Bermuda
- Flag of Bermuda
- Association: Bermuda Cricket Board

International Cricket Council
- ICC status: Associate member (1966)
- ICC region: Americas

International cricket
- First international: v. Canada at Victoria; 2 September 2006

One Day Internationals
- Women's World Cup Qualifier appearances: 1 (first in 2008)
- Best result: 8th (2008)

T20 Internationals
- T20Is: Played / Won/Lost
- Total: 0
- This year: 0

= Bermuda women's national cricket team =

The Bermuda women's national cricket team represents the British overseas territory of Bermuda in international women's cricket matches. The team made its international debut in 2006 and qualified for the 2008 Women's Cricket World Cup Qualifier, but has played no international matches since 2012.

==History==
===Background===
Women's cricket in Bermuda dates to the late 1930s, when Black Bermudian women excluded from white establishments like tennis clubs established a social cricket competition. In 1943 a cup was donated, but the women's cricket scene later declined. The sport underwent a revival in the 1970s due to sponsorship from local hotels, who sponsored teams made up of their employees.

===Establishment of national team===
A women's national squad was established by the Bermuda Cricket Board (BCB) in April 2006. The team made its international debut against Canada in September 2006, playing a three-match 50-over series for the right to represent the ICC Americas region at the 2008 Women's Cricket World Cup Qualifier. Captained by Terry-Lynn Paynter, Bermuda lost the first match by five wickets but rebounded to win the second game by 24 runs and the third by three runs to clinch qualification for the World Cup QUalifier.

At the 2008 World Cup Qualifier in South Africa, Bermuda lost all five of its matches by heavy margins. Against South Africa, Bermuda was dismissed for only 13 runs from 18 overs. Only three batters managed to score, with team captain Linda Mienzer recording one run from 48 deliveries faced, and extras accounting for ten runs. In response, South Africa took only four balls to record a ten-wicket victory.

Bermuda played five matches at the 2012 ICC America's Women's T20 Championship in Cayman Islands, winning only against Brazil. Their match against Cayman Islands was washed out.

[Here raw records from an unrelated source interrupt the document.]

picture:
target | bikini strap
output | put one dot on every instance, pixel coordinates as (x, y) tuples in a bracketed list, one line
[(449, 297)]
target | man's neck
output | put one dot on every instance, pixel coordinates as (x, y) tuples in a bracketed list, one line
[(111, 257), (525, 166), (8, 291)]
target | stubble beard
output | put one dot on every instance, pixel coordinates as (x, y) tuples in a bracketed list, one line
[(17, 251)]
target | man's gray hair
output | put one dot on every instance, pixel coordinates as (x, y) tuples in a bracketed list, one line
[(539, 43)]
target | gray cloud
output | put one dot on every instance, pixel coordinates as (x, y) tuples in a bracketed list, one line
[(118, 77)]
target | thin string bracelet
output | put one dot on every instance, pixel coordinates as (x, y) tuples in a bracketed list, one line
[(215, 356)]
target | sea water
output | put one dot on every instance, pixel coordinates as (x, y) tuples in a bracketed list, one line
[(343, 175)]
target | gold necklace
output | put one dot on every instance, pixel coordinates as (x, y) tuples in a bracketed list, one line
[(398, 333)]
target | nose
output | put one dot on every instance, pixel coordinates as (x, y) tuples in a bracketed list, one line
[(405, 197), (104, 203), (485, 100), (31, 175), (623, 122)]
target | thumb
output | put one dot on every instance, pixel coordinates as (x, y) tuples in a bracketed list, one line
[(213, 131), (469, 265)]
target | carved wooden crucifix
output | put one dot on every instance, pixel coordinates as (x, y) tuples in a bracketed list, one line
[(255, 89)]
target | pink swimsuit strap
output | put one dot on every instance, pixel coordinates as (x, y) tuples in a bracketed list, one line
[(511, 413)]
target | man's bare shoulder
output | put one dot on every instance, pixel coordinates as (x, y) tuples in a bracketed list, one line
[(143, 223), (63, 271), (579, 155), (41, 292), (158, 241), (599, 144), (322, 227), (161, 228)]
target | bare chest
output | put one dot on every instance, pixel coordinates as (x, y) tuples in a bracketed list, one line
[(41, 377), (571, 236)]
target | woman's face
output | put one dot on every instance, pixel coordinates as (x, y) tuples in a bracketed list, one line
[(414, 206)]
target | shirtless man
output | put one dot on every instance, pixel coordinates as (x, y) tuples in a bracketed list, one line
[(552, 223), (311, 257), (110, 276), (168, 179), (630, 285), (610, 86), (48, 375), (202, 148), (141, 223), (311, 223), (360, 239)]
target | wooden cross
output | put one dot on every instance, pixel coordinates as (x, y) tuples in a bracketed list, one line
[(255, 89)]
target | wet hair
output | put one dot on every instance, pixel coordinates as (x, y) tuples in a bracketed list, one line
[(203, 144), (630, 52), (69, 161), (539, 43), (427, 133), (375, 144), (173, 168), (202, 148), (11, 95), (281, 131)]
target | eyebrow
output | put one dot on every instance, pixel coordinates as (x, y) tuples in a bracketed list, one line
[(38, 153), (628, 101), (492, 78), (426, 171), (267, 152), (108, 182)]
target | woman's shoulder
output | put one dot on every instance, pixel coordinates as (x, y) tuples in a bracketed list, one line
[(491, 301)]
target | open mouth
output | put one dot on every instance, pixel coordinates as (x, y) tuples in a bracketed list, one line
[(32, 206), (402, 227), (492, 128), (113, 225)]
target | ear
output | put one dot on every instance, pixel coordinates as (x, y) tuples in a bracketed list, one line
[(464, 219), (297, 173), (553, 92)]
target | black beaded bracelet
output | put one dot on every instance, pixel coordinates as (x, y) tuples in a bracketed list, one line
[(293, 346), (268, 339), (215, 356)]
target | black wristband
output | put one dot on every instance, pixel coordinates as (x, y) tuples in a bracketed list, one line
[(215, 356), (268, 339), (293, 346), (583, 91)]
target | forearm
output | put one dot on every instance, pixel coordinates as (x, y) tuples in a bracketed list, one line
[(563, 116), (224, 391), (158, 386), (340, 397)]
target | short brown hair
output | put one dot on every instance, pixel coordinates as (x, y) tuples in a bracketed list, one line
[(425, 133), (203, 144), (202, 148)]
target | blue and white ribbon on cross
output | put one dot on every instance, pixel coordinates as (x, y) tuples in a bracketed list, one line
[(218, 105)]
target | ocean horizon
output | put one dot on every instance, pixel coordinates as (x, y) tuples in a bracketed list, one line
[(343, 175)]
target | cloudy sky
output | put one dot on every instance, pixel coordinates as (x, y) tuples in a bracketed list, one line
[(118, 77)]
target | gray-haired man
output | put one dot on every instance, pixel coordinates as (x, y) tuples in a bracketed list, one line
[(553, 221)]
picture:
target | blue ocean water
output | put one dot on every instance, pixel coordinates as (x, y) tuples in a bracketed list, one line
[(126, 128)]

===Disbandment, T20I status and revival===
By 2015, the national women's squad had been disbanded with efforts underway to re-establish a senior women's league.

In April 2018, the International Cricket Council (ICC) granted full Women's Twenty20 International (WT20I) status to all its members. Therefore, all Twenty20 matches played between Bermuda women and other ICC members after 1 July 2018 have the full WT20I status.

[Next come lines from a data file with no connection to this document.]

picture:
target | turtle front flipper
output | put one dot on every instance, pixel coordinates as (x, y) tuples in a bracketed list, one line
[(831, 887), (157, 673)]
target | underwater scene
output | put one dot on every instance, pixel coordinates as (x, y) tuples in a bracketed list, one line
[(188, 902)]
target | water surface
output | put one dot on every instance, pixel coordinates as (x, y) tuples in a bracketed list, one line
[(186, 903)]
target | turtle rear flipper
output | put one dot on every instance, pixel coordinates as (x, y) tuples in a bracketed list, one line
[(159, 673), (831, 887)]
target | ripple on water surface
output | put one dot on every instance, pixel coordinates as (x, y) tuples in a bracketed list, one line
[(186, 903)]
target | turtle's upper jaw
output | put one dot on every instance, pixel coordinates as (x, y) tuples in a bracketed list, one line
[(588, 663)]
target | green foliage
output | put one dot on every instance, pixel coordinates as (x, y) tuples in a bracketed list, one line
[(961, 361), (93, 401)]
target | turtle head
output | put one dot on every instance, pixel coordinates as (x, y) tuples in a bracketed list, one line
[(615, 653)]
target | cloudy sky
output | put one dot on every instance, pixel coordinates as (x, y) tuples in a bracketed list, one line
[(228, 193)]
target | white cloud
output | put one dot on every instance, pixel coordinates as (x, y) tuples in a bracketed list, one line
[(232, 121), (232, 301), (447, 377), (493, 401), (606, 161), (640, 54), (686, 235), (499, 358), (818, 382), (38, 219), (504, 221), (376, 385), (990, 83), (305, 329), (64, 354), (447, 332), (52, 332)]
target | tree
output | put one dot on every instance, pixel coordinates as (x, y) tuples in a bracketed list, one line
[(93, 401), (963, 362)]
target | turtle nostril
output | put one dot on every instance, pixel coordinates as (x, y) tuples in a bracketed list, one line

In 2021, the Bermuda Cricket Board (BCB) established a women's cricket development program with three club teams. The BCB announced in 2022 that it had secured sponsorship for the women's team from an insurance firm, as part of its five-year strategic plan. A national women's twenty20 league with at least four clubs was announced in 2023, one of the preconditions for Bermuda to receive invitations to ICC tournaments.